Sometimes we need an audible voice from God. And sometimes He uses one to reach us.

Mar 10, 2012

Things Only Heaven Can Fix (Part Five)


He is gone now.

And if I could truly convey the depths of his account, I would impress upon you the burden with which he lived his life. The abuses, the tragedies and the damages done to his body and mind were immense. In turn, the brokenness and heartache he passed on to others cannot be undone in this temporal world. That is all that needs to be known in order to understand the end.

Or, perhaps… I should call it the beginning.

We visited him three times before he died. And during that last visit, my father had a few moments alone with him. I watched from the hallway, through a crack in the door, as they talked.

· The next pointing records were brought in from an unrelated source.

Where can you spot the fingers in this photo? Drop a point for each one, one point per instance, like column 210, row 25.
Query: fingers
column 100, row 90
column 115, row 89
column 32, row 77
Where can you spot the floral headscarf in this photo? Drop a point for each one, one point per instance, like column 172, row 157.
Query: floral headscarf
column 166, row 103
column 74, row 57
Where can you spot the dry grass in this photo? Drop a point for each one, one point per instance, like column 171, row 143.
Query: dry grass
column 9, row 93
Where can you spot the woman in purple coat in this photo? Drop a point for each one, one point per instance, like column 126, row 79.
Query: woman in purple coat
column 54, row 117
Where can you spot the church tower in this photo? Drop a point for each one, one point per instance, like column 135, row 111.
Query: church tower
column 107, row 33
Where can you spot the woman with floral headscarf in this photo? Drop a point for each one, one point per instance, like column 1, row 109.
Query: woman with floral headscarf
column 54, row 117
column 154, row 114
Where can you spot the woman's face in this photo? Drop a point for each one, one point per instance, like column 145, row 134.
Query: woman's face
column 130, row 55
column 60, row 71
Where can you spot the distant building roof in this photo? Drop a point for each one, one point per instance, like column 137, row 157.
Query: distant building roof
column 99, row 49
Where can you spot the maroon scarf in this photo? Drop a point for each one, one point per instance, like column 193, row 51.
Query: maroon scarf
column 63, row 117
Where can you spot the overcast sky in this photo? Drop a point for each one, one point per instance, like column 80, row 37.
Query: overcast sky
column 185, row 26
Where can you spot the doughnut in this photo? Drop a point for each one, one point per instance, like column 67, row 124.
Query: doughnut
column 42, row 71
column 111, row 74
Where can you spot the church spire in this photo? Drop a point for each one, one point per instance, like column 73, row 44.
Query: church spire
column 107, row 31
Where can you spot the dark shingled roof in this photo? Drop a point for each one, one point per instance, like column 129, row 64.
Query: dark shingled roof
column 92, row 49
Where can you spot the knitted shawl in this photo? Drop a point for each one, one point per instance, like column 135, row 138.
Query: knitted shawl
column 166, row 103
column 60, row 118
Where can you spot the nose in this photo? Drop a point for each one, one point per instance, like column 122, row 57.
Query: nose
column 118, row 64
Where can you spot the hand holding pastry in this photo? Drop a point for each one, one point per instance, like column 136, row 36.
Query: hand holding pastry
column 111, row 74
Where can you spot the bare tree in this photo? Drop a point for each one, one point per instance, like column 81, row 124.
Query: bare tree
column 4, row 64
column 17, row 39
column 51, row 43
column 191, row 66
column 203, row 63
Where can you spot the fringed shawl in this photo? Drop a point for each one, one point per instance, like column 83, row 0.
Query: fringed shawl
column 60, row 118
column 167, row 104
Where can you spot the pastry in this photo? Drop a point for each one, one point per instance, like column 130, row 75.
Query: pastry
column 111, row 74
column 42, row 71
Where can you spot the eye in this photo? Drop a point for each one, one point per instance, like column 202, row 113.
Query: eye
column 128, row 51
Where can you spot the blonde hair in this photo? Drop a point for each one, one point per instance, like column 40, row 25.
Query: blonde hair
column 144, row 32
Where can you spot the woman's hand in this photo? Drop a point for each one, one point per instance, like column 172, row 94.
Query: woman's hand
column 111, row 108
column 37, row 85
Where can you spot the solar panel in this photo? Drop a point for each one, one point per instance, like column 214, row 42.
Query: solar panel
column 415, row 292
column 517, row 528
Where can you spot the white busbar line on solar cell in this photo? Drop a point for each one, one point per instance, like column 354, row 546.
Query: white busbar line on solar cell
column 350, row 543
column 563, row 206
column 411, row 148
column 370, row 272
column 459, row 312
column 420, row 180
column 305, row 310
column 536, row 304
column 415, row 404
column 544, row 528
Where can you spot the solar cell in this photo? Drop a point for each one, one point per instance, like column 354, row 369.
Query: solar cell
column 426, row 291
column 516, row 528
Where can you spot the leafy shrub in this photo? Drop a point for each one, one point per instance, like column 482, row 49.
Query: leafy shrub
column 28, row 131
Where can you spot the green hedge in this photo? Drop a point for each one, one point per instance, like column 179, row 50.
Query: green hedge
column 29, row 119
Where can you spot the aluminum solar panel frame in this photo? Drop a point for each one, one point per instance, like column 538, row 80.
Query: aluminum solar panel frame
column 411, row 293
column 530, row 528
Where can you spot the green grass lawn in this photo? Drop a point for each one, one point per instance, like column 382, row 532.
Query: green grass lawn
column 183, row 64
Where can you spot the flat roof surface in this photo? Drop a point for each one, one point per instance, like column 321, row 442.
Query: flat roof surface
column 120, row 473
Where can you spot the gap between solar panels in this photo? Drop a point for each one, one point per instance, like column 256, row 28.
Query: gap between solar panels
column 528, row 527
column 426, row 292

This is the image I want to keep of him, and bury all the rest:
He is propped up in his hospital bed. Tears fill his eyes. The cancer is ravaging him, but he still has the strength to speak. At his bedside sits my father, hunched over, holding his wrinkled hand. I cannot hear the words being spoken between them, but I know they impart repentance. And forgiveness. This man has spoken the name of Jesus for most of his life, but he has never quite understood the power therein. My eyes, peering intently into the splinter of light, behold redemption. I catch a small glimpse of the scandalous grace that is the gospel.
The grace that changes and washes all else away.

He took his last breath, alone in that room, just a couple days later. The bed sat empty for a time. The whiteboard on the door, blank. His name, erased.
Wiped clean.
The government claimed his body and buried him in a veteran’s cemetery. It was the last thing bestowed to him on this earth. A plot of dirt for his sacrifices in Vietnam.
Dirt.
That was the best this world had to offer him.

And though he left this place an empty, broken man, he also left clinging with all he had to something greater than himself. Someone greater. Greater than everything that had ever been done to him and greater than everything he had ever done: Jesus.

When he slipped out of that lonely room, he passed into another one that was echoing with multitudes, rejoicing and praising that Greater One who won the battle none of them could win.

I suppose, in a way, I am still standing in the hallway. Waiting. Only having seen a glimpse of redemption through a crack in the door. There is healing in the other room and I long to partake in it.
I will. One day.
But of this I am certain: He was something that only heaven could fix.
And perhaps I have come to realize with clearer understanding that I am too.